Precision in human-robot interaction depends on the ability to recognise and track human faces along with detailed facial landmarks. This capability underpins emotional analysis and the development of machine learning models grounded in real human behaviour. By analysing facial features, robots can interpret responses and communicate more naturally.
Face tracking further enables real-time interaction and coordinated movement. However, accurately detecting and tracking multiple facial landmarks for expression and emotion analysis remains a challenge. Advanced robotic systems must monitor over 100 facial points in real time and respond accordingly—for example, by synchronising head movements with the user and maintaining natural eye contact.
This system addresses the challenge using the MediaPipe algorithm for real-time face landmark detection and tracking. Detected facial points can be recorded for analysis and for training machine learning models. The code runs across multiple platforms, including PCs, Nvidia Jetson, and Raspberry Pi, supporting face tracking, landmark analysis, and precise head and eye movement based on detected facial data.
An earlier version of this system focused on face recognition but lacked continuous face tracking and object-tracking capabilities. It can be accessed here for reference: https://www.electronicsforu.com/electronics-projects/smart-robot-face-recognition
MediaPipe can also detect and track common objects such as phones, bottles, and cups in real time. The robot can move its eyes and head to follow these objects while interacting with both people and its surroundings.

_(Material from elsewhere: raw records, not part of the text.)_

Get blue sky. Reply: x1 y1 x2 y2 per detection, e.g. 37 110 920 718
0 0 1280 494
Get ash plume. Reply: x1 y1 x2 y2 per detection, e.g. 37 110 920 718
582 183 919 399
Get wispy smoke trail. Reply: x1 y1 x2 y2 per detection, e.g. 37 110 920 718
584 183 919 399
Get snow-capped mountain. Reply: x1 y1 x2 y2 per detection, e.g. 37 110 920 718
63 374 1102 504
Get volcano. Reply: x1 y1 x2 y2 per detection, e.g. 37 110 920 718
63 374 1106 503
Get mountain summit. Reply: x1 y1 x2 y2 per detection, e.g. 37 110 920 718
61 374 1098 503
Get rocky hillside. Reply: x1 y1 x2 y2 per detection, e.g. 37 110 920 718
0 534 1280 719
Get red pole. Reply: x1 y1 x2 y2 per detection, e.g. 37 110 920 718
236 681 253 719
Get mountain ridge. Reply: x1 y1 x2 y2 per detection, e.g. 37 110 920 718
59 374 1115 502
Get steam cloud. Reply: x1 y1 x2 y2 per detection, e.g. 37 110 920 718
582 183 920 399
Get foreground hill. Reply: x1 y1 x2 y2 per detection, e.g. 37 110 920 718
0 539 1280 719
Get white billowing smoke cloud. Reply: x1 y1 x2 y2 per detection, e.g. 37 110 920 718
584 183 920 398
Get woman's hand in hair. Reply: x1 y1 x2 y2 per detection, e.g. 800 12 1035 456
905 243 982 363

This capability enables the development of task-oriented robots that can perform activities such as picking, sorting, delivering, or handing over objects. By combining facial landmark tracking with object detection, the robot becomes more aware and responsive. It can also collect data on human-object interactions to train machine learning models for grasping, manipulation, and autonomous decision-making.

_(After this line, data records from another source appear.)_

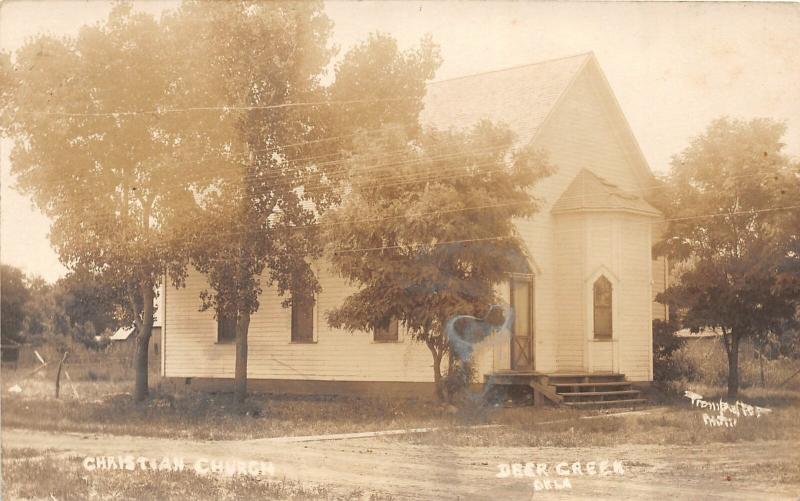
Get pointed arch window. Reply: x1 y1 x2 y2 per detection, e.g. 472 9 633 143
593 276 613 339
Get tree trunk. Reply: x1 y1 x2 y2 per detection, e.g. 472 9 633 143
134 284 155 402
425 337 445 402
233 311 250 404
726 331 739 399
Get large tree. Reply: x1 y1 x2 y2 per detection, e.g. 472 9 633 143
323 122 551 398
0 3 200 400
657 118 800 398
176 6 439 402
0 264 30 343
175 1 333 403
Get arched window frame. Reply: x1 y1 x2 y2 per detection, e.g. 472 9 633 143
584 266 619 342
592 275 614 341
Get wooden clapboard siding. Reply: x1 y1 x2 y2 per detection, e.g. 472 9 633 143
523 66 651 380
164 55 663 382
552 214 586 371
165 267 433 382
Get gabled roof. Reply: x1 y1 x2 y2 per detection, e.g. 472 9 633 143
420 52 654 186
550 169 661 216
421 53 593 144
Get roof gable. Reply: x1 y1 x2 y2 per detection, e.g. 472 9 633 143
421 53 592 144
420 52 654 188
550 169 661 216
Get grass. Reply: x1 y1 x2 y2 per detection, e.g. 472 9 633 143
386 384 800 447
2 449 390 500
2 376 460 440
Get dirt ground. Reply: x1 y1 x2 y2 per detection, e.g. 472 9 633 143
2 429 800 501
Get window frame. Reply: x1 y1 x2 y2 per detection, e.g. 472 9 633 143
592 274 614 341
372 317 402 344
217 313 236 344
289 298 318 344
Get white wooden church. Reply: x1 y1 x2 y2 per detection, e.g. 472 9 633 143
160 54 666 402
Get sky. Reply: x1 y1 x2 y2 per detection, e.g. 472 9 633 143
0 0 800 281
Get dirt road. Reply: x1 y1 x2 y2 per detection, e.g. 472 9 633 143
2 429 800 501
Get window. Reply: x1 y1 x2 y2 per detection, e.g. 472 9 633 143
217 313 236 343
372 318 400 343
594 276 612 339
292 298 314 343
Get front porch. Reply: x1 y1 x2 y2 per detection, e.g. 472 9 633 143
484 370 646 407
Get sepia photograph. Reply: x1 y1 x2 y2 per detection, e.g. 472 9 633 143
0 0 800 501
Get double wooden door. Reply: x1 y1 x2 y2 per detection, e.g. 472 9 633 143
511 276 534 370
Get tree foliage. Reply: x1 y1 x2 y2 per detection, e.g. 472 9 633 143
0 264 30 343
324 122 551 397
2 3 197 400
657 118 800 397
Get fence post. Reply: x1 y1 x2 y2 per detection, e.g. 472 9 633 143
56 351 69 398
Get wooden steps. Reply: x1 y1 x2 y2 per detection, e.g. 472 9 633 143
485 371 646 407
564 398 647 407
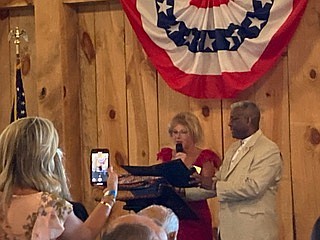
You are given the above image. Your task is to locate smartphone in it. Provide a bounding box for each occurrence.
[90,148,110,186]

The lightweight MediaPipe framework allows the system to run efficiently on edge platforms such as Raspberry Pi, Nvidia Jetson, and standard PCs. Fig. 1 shows the author’s prototype robot tracking a face in real time while detecting facial landmark points. Components required to build the system are listed in the Bill of Materials table.

| Bill OF Materials | ||
| Name | Description | Quantity |
| 3D printed parts of a robot | 3D parts of the inMoover robot face | 1 |
| Servo motor | For eye movement and head movement: 2 micro geared, 2 metallic geared MG995 or similar | 4 |
| Raspberry Pi/Nvidia Jetson/Nvidia Orion | SBC for AI image processing and control | 1 |
| 2A, 5V DC power supply | For robot and servo motor power | 1 |
| Raspberry Pi camera | 5MP or 10MP CSI camera | 1 |
Robot design and assembly: Robot face
In this design, a Raspberry Pi 4 with 2GB RAM serves as the main controller. Nvidia Jetson and Orin boards can also be connected and are recommended for improved performance. The robot’s face is based on the open source InMoov robot design. Most components are 3D-printed, along with custom mounts for the camera and Raspberry Pi. Additional single-board controllers are installed inside the head to control servos and internal mechanisms.

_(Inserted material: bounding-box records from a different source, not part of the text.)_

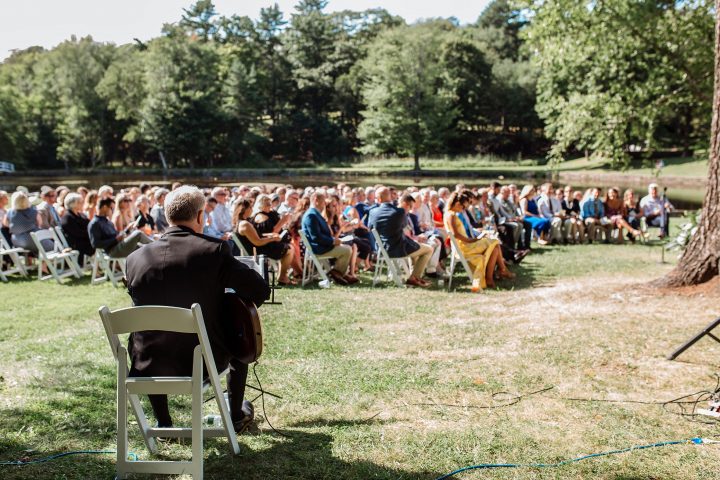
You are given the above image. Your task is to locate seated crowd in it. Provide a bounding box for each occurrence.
[0,182,672,291]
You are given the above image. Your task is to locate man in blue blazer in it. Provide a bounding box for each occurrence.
[302,192,358,285]
[368,187,433,287]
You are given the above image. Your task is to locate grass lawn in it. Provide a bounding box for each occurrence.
[0,245,720,480]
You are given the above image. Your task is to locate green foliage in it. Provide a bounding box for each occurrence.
[0,0,713,168]
[525,0,714,163]
[141,36,221,166]
[358,23,458,169]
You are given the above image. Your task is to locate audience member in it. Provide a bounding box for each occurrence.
[150,188,170,233]
[640,183,673,238]
[445,191,514,292]
[604,187,640,243]
[88,198,152,258]
[135,195,156,236]
[582,188,612,243]
[302,192,358,285]
[60,193,95,264]
[368,187,433,287]
[37,185,60,230]
[210,187,232,234]
[4,191,55,255]
[233,200,302,285]
[518,185,550,245]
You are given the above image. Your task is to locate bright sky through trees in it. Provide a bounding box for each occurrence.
[0,0,489,60]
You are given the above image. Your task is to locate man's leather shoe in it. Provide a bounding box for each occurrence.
[329,270,348,285]
[233,400,255,433]
[405,277,430,288]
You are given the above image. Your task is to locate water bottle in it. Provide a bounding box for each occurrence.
[203,415,222,427]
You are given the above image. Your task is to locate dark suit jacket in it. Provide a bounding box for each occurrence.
[127,227,270,376]
[302,207,335,255]
[60,210,95,256]
[368,203,420,258]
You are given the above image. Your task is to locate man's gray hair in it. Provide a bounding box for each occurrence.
[165,185,205,225]
[63,193,82,210]
[155,188,170,202]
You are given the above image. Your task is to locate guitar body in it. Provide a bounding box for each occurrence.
[222,292,263,364]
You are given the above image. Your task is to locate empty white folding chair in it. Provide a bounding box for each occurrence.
[300,230,332,287]
[231,232,252,257]
[448,230,476,290]
[0,234,30,282]
[231,233,280,274]
[53,225,92,273]
[30,229,82,283]
[100,303,240,479]
[90,248,126,287]
[372,228,412,287]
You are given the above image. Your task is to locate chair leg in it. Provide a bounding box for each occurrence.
[192,345,202,480]
[115,347,128,479]
[128,395,158,454]
[448,255,456,290]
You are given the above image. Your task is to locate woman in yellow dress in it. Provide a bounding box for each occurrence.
[443,192,515,292]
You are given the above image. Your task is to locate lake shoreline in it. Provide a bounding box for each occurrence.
[0,168,707,188]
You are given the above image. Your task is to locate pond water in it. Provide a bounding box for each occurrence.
[0,172,705,210]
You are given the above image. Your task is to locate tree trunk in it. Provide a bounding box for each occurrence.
[661,0,720,286]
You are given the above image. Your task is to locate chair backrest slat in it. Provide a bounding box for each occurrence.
[100,306,197,335]
[34,229,55,242]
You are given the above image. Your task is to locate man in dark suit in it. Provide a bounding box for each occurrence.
[368,187,433,287]
[302,192,358,285]
[127,186,270,432]
[60,193,95,264]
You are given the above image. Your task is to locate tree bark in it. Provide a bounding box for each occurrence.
[661,0,720,287]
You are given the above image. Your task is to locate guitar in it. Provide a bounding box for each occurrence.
[222,291,263,365]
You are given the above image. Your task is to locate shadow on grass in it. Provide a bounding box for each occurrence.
[205,430,441,480]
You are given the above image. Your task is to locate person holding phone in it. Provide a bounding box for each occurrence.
[88,198,152,258]
[233,199,302,286]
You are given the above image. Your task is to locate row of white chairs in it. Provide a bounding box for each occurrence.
[300,229,473,290]
[0,227,125,287]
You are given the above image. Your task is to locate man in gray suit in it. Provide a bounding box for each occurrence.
[368,187,433,287]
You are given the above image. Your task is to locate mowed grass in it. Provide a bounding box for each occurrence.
[0,245,720,480]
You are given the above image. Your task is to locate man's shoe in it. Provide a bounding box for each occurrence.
[328,270,348,285]
[233,400,255,433]
[405,277,430,288]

First, assemble the 3D-printed parts of the robot’s head. Then install the servos to enable eye and head movement. Refer to the assembly instructions here: https://inmoov.fr/eye-mechanism
Refer to Fig. 2 for guidance. After this step, proceed with assembling the eyes.

Adding camera
Place the camera inside the 3D-printed eye housing so that the robot can capture visual input. Fix the camera on one side and assemble the remaining eye components. Finally, mount the assembled eyes onto the servo-driven mechanism in the robot’s head. Refer to Fig. 3.

Adding computing
Next, install the robot’s computing unit, which performs processing tasks, runs AI-based image processing, and supports machine learning models. Fig. 4 shows this setup.